I have a very large dataset stored in chunks of 5000 across several tfrecord files. Together all of these records are way larger than my RAM. What I would like to do is sample from N = 0.05 * TOTAL_SIZE random indexes in the dataset and compute the mean and std deviation to normalize my data.
If it wasn't for the dataset size this would be easy, but I run out of memory even when I try and compute a sum of all the tensors I'm interested in.

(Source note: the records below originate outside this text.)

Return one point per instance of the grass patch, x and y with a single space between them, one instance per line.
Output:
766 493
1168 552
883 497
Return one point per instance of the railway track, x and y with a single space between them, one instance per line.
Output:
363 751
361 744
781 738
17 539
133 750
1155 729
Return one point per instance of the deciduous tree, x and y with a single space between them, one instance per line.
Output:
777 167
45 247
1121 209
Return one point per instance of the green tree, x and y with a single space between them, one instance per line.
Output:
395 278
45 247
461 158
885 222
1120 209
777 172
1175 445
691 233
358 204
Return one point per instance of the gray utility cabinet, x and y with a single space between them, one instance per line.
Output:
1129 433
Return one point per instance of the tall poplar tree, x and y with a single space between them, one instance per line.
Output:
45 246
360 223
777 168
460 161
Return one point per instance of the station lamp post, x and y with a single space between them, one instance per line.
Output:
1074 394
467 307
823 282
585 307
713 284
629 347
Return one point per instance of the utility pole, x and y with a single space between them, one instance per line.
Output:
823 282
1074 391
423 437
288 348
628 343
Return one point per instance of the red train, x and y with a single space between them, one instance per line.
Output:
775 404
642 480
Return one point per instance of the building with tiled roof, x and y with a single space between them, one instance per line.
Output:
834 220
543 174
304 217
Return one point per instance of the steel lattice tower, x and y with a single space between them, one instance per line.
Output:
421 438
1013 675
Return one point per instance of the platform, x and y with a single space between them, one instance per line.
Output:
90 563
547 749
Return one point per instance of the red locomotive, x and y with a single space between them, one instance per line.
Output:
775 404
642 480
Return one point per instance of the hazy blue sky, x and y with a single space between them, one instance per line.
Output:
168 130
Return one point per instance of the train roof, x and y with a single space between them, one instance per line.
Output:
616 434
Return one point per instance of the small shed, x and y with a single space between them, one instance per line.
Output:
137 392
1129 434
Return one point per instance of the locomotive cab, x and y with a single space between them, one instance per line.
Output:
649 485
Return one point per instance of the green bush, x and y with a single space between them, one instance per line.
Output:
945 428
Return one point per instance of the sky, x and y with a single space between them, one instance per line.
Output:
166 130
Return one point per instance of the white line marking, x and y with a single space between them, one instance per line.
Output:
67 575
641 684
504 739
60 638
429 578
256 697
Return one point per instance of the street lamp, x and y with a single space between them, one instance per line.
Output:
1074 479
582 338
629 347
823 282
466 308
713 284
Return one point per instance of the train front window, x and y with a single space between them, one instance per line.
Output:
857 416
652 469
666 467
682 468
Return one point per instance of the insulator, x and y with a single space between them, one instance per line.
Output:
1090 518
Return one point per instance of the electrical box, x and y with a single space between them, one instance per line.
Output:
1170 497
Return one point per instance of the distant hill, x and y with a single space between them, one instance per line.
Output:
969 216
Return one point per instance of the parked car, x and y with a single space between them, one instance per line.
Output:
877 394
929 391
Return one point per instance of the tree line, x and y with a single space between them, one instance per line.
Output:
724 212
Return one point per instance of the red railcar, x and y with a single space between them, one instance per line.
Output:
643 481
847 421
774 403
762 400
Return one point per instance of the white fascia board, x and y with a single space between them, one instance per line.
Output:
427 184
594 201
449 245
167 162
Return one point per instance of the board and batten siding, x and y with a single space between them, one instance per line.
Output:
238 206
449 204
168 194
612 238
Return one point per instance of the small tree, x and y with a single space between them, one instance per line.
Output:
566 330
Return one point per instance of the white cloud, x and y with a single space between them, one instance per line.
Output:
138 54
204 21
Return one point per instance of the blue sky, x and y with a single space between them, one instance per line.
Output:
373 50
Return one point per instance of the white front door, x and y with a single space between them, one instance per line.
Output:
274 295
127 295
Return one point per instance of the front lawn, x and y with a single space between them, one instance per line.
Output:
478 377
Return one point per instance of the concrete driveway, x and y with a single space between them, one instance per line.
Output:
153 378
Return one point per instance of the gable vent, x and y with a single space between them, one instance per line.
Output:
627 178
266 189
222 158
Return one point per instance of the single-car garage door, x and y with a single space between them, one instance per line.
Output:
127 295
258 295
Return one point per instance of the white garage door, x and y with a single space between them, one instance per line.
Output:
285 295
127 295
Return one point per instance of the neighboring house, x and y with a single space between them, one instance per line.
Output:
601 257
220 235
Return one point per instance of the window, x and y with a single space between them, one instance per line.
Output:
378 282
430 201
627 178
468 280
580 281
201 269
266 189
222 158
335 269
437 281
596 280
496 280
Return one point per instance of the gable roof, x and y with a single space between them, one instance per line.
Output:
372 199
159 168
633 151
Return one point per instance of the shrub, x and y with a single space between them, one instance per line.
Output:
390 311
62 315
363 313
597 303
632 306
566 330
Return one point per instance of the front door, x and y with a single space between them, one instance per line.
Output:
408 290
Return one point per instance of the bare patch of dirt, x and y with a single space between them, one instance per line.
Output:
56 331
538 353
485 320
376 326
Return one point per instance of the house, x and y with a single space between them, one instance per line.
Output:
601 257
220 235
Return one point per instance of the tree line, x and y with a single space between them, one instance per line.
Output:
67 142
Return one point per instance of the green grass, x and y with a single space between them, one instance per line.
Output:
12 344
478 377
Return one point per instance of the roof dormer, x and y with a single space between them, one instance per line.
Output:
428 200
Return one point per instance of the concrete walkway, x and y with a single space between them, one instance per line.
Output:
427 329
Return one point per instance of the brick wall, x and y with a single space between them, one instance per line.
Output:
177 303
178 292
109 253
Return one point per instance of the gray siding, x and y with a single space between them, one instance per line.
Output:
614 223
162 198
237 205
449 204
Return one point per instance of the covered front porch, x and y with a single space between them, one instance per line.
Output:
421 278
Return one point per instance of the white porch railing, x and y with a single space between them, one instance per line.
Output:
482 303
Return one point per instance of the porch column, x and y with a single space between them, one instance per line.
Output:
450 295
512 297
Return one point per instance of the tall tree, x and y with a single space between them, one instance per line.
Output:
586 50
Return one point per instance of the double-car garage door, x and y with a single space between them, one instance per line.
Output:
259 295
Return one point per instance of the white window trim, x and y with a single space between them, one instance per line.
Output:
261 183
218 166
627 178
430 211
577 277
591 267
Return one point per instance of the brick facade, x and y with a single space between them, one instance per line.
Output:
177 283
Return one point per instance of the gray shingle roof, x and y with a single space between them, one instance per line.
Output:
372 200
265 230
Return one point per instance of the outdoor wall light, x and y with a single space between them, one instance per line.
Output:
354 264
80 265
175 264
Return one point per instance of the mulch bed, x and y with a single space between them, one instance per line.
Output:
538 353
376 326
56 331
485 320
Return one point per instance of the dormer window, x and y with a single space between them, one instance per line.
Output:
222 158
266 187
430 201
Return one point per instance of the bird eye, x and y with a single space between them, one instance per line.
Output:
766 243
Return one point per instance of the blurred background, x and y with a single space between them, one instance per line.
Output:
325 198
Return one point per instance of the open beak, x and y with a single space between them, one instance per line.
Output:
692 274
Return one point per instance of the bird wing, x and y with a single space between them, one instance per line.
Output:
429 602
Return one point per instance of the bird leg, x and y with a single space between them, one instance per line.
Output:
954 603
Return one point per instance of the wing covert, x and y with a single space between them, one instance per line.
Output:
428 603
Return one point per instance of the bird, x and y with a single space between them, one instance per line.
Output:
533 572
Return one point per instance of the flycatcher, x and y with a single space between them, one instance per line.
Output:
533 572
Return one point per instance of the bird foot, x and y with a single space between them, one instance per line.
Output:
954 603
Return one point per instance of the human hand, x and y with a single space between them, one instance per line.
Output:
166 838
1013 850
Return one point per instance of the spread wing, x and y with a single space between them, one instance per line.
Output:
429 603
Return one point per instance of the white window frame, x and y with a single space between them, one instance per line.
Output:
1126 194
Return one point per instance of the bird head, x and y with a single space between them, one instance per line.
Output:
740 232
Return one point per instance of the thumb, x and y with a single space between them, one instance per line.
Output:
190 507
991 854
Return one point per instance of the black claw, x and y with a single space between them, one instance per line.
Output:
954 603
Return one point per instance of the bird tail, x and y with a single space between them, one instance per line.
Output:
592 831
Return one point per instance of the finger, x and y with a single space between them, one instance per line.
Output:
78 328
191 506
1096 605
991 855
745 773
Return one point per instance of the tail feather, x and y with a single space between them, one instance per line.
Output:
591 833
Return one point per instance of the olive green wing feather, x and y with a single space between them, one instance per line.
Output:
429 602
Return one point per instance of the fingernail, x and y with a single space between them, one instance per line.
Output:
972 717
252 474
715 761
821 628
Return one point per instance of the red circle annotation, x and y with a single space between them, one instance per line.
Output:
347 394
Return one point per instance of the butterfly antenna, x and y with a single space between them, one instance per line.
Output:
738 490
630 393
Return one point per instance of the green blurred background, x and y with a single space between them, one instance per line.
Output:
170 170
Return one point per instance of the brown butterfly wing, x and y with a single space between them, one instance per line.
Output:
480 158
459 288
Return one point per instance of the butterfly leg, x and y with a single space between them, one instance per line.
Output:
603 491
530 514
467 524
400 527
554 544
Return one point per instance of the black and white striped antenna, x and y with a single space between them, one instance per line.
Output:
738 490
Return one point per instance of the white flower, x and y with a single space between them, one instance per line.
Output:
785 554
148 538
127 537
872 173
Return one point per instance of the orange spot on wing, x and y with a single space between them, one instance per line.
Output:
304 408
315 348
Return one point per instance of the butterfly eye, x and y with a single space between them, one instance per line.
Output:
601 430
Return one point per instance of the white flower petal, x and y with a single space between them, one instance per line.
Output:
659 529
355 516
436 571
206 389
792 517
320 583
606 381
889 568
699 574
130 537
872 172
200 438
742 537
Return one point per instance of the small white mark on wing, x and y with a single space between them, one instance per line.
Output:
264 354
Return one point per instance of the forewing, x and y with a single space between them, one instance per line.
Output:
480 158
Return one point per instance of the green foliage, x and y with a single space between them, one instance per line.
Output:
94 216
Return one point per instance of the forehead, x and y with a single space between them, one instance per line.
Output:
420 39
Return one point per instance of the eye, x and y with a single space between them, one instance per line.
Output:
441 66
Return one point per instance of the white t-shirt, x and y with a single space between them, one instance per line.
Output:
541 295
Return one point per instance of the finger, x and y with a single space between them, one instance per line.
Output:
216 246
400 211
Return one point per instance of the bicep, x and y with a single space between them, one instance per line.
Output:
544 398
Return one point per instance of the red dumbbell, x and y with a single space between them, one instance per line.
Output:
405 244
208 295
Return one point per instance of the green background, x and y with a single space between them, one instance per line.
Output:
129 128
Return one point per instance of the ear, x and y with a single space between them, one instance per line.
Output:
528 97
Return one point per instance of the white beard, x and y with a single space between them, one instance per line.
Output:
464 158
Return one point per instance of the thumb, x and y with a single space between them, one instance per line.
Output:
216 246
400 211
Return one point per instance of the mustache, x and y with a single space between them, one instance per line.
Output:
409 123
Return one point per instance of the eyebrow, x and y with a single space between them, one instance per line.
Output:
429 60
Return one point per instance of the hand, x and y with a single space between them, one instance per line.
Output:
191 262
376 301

# NOTE: count is computed ahead of time by looping over all the tfrecord entries
with tf.device('/cpu:0'):
sample_size = int(count * 0.05)
random_indexes = set(np.random.randint(low=0, high=count, size=sample_size))
stat_graph = tf.Graph()
with tf.Session(graph=stat_graph) as sess:
val_sum = np.zeros(shape=(180, 2050))
for file in files:
print("Reading from file: %s" % file)
for record in tf.python_io.tf_record_iterator(file):
features = tf.parse_single_example(
record,
features={
"val": tf.FixedLenFeature((180, 2050), tf.float32),
})
if index in random_indexes:
val_sum += features["val"].eval(session=sess)
index += 1
val_mean = val_sum / sample_size
What is the right way to compute some aggregate function, i.e. mean and/or standard deviation, over a tfrecord dataset?
I think that tf.parse_single_example adds a new tensor to the graph every time it's called. Instead of the above, you should feed the string with a placeholder:
...
record_placeholder = tf.placeholder(tf.string)
features = tf.parse_single_example(
record_placeholder,
features={
"val": tf.FixedLenFeature((180, 2050), tf.float32),
})
for record in tf.python_io.tf_record_iterator(file):
...
val_sum += features["val"].eval(feed_dict={record_placeholder: record}, session=sess)
Let me know if this works since I have no way of testing it.